14 setembro 2025

Uma crônica de Ruy Castro

A voz de 40 graus de febre
Que homem seria capaz de encarar uma mulher com a voz de Iris Lettieri? Nenhum de nós, mortais
Ruy Castro/Folha de S. Paulo   


Os obituários sobre a locutora Iris Lettieri, morta no dia 28 último aos 84 anos, foram técnicos e profissionais. Informaram que ela morrera de infarto em seu apartamento em Botafogo e que, em 1976, depois de breve carreira como apresentadora de telejornais, fora contratada pela Infraero para anunciar as chegadas e partidas dos aviões no Aeroporto Internacional do Rio.

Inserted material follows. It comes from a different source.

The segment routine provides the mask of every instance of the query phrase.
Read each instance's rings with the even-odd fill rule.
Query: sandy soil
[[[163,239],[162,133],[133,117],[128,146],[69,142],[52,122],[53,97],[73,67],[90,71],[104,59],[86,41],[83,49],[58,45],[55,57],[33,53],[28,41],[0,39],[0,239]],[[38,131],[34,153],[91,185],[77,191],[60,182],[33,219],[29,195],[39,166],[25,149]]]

E que, então, se tornara "a voz do Galeão".

É verdade. Mas é pouco. Duas gerações de usuários do Galeão, nacionais e estrangeiros, se apaixonaram por Iris. Na verdade, apaixonaram-se por sua voz, sem saber quem estava por trás dela. E talvez fosse melhor não saber, porque era a voz de uma mulher deslumbrante, imperturbável, inatingível, consciente de seu supremo poder de sedução. Uma voz de febre de 40 graus, como se saísse de um subterrâneo acetinado, em que até as pausas diziam coisas. Que homem seria capaz de encarar essa mulher? Não nós, mortais.

Os sobreviventes dos anos 60 a conheciam dos jornais da TV Tupi e, de óculos, que usava no dia-a-dia, nos anúncios das Óticas Fluminense. Mas poucos ligavam o nome à figura —a mulher da TV não tinha a sua voz, e a voz do aeroporto não tinha rosto nem nome. Nem precisava. Ao ouvir, no Galeão, "Varig... Vôo 276... Para Cuiabá... Embarque... Portão cinco...", queríamos embarcar com ela, para Cuiabá ou para onde fosse.

Na vida real, Íris era bonita, mas nada que lembrasse a voz do Galeão —mesmo porque, fora do microfone, não a usava. Falava com suave entonação natural, algo mais aguda, e achava graça quando, ao sabê-la de 1,60m, as pessoas não escondiam sua decepção. Parecia até se envaidecer com isso. Era a prova de que, apenas com a voz, virava a cabeça dos homens.

Na única vez em que nos falamos, na loja Modern Sound, explicou-me que sua locução era feita de palavras isoladas, depois rearranjadas eletronicamente para se adaptar aos aeroportos de outras cidades que agora a usavam. Iris não era mais apenas a voz do Galeão. Era a voz do Brasil.